Problem
Docker containers started via Jenkins pipeline command
docker.image(imageToStart).inside('--init')
can not be stopped due to zombie processes left by container.
Questions
How is it possible to get zombie processes from a Docker container, when it was started with '--init' option?
Has someone else hit the same issue?
Used environment
Docker 18.03.1-ce
Jenkins 2.60.2
Docker Pipeline plugin 1.12
Details
When a container is started from Jenkins pipeline with a command like:
docker.image('alpine').inside('--init') {
sh ('ps -efa -o pid,ppid,user,comm')
}
There are several processes in this container with parent PID 0:
[Pipeline] withDockerContainer
loco does not seem to be running inside a container
$ docker run -t -d -u 1001:1002 \
--init \
-w /lhome/ci<br>admin/jenkins/workspace/bli-groovy-test \
-v /lhome/ciadmin/jenkins/workspace/bli-groovy-test:/lhome/ciadmin/jenkins/workspace/bli-groovy-test:rw,z \
-v /lhome/ciadmin/jenkins/workspace/bli-groovy-test-tmp:/lhome/ciadmin/jenkins/workspace/bli-groovy-test-tmp:rw,z \
-e ******** \
--entrypoint cat alpine
[Pipeline] {
[Pipeline] sh
[bli-groovy-test] Running shell script
+ ps -efa -o pid,ppid,user,comm
PID PPID USER COMMAND
1 0 1001 init
7 1 1001 cat
8 0 1001 sh
14 8 1001 script.sh
15 14 1001 ps
[Pipeline] }
PID 1 / PPID 0 is the 'init' command used to start the container
PID 8 / PPID 0 is the 'sh' command from the closure to execute 'ps' command
The 'sh' process does not reap its child processes.

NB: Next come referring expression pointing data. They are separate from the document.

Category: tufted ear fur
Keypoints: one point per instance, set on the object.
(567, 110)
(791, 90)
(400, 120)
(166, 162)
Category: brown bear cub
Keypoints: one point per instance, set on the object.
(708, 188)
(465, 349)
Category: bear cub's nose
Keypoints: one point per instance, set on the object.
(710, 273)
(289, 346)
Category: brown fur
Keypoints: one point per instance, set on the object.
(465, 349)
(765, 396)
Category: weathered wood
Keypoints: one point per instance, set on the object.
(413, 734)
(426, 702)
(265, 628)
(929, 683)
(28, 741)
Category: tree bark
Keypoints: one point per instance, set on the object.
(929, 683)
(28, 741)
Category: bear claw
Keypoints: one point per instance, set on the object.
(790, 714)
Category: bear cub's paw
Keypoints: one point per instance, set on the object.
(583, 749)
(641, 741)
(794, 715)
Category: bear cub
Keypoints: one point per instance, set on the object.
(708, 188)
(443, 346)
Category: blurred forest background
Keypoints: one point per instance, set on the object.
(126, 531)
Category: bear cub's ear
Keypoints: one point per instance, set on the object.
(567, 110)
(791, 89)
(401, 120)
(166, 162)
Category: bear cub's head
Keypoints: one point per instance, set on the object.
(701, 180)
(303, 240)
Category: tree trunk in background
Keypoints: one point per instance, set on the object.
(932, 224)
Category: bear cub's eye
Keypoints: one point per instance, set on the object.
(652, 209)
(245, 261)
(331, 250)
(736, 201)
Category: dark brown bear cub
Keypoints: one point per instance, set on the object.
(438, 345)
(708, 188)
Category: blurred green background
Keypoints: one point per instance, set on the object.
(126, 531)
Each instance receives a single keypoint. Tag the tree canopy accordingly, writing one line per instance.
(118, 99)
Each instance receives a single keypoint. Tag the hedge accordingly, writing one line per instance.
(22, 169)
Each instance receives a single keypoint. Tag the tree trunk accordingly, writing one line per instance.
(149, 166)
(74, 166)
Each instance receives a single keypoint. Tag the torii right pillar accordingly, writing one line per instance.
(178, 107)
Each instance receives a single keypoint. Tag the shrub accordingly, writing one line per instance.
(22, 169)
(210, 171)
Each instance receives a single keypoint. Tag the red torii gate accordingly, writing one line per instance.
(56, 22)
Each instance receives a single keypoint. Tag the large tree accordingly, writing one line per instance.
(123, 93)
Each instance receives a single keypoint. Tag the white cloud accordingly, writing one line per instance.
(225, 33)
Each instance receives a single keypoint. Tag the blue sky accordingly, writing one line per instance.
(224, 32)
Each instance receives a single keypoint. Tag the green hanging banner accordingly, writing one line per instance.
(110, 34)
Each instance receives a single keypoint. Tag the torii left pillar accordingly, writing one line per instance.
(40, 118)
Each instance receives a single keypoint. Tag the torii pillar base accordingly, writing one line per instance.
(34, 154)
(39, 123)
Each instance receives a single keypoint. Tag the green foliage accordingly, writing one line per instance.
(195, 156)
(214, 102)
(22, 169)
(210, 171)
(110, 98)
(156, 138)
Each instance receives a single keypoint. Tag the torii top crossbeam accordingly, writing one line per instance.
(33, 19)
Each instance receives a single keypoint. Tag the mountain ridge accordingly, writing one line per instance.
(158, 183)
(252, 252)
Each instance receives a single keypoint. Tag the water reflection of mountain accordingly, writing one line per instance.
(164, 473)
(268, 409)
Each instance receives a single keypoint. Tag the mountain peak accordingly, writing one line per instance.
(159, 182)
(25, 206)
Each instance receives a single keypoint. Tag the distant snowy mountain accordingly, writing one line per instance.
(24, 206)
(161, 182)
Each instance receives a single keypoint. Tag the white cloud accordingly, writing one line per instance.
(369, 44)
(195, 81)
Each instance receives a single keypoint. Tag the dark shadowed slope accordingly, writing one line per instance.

When the process itself exits its descendants are assigned to a PPID from outside the container and not to PPID 1 from the 'init' process of the container.
The new parent PID is the PID of the 'docker-containerd-shim' process of the container.
With the small example I could not reproduce the zombie processes, but here is the situation from a more complex Jenkins job:
Docker command from Jenkins job
$ docker run -t -d -u 1001:1002 \
--init \
-w /lhome/testadmin/jenkins-coreloops/workspace/test-job/database \
-v /lhome/testadmin/jenkins-coreloops/workspace/test-job/database:/lhome/testadmin/jenkins-coreloops/workspace/test-job/database:rw,z \
-v /lhome/testadmin/jenkins-coreloops/workspace/test-job/database-tmp:/lhome/testadmin/jenkins-coreloops/workspace/test-job/database-tmp:rw,z \
-e ******** \
--entrypoint cat richmond.lhs-systems.com:5000/ait/mpde
[Pipeline] {
[Pipeline] sh
10:03:09 [database] Running shell script
10:03:09 + ./db-upgrade.sh
inside the container shell scripts are started
shell scripts call perl scripts
perl scripts start SQL*Plus (1 instance per database login)
perl scripts send SQL commands to SQL*Plus instances via STDIN
When the closure ends and Jenkins tries to stop the container, the following processes are left:
[testadmin#testhost] ~ # ps -efa | grep -vw grep | grep -w 47077
root 1725 47077 0 10:03 ? 00:00:00 [ps] <defunct>
root 1732 47077 0 10:03 ? 00:00:00 [docker-runc] <defunct>
root 2887 47077 0 10:04 ? 00:00:00 [sqlplus] <defunct>
root 2915 47077 0 10:04 ? 00:00:00 [sqlplus] <defunct>
root 47077 17349 0 10:03 ? 00:00:00 docker-containerd-shim
-namespace moby
-workdir /var/lib/docker/containerd/daemon/io.containerd.runtime.v1.linux/moby/1863503ca54f75168db8ce20c78b821c0e5280f07d59875e8f651db4f0b67d9f
-address /var/run/docker/containerd/docker-containerd.sock
-containerd-binary /usr/bin/docker-containerd
-runtime-root /var/run/docker/runtime-runc
root 47098 47077 0 10:03 pts/0 00:00:00 /dev/init -- cat
root 47506 47077 0 10:03 ? 00:00:00 [sh] <defunct>
[testadmin#testhost] ~ #
and command 'docker stop' is aborted after timeout of 180 seconds.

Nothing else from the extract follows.